Yeah, but they found Wal-Mart's heart (somewhere in the electronics department) before it could destroy the town completely.
"Dude, check it out! "Time Cop" on DVD. Three copies for eighteen bucks!"
I have often wondered about this too? I don't see to many complaints about the health care that is not provided by McDonalds under the 40 hour mark employees? I don't see the compalints about Target or Home Depot either. I am curious also. I have worked at Target and Home Depot.
Here is a good article I found on the topic.
Granted that's only one article, but I have read articles that claim similar points.
I've never liked Target either.
I think this is a terrible policy, but isn't the real problem, given the fact that this went before a court, that it was upheld by the court system? That this kind of policy is wrong, with which I think most of us would agree, should be reflected in the law or at least in the legal precedent. This kind of situation should not be handled purely by expecting goodwill from companies.

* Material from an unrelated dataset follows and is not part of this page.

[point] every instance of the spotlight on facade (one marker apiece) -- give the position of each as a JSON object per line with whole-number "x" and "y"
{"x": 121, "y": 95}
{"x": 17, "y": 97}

We have a Target but I haven't been there much. I like to buy decoration for the house there, much better sense of style but that's about it. Plus it's not a Super Target and it closes at reasonable hours unlike Wal-Mart.
To me Target and Wal-Mart are about the same. Target has had style down since day 1 which is nice. Wal-Mart is just now fixing that and their new store layouts are on par if you ask me. It will just take them a while to redo each store.
Target can be a nicer shopping experience cause of less people shopping there. Wal-Mart is so popular it can be a nightmare shopping during the day, which is why I usually do my shopping late at night.
In my eyes, when it comes to shopping for house essentials, Wal-Mart does everything Target does but better.
Living in the city, I have a lot more options. I just shop our local stores. I haven't been to a big box in many, many years. The very idea is scary to me. The closest I come to that is Whole Foods.
Damn you, then. I have to drive almost 100 miles to get to a Whole Foods. I do get to shop at Piggly Wiggly, however...
(btw, the "damn you" was out of pure jealousy)...
That's funny, I live in a city and feel I have way less shopping options.
The Targets and Wal-Marts around here aren't those that stand alone in the middle of nowhere off a highway but usually in enormous expanses of other shopping and dining. All chains, usually, but still a lot of options.
Living in the city, there's no end to the arty boutique crap I can find (I can bike to no fewer than three Urban Outfitters), or locally grown organic produce which - while fine for a meal here and there, would bankrupt me if I lived off of it - but try finding a broom or mop or a bag of potatoes or something more practical; I'm forced to the suburbs for those.
The one I go to is one door over from my gym. Here's a pic. You can't really see it because of the trees though.
UO is arty boutique? I consider that a chain store, another of which I don't visit.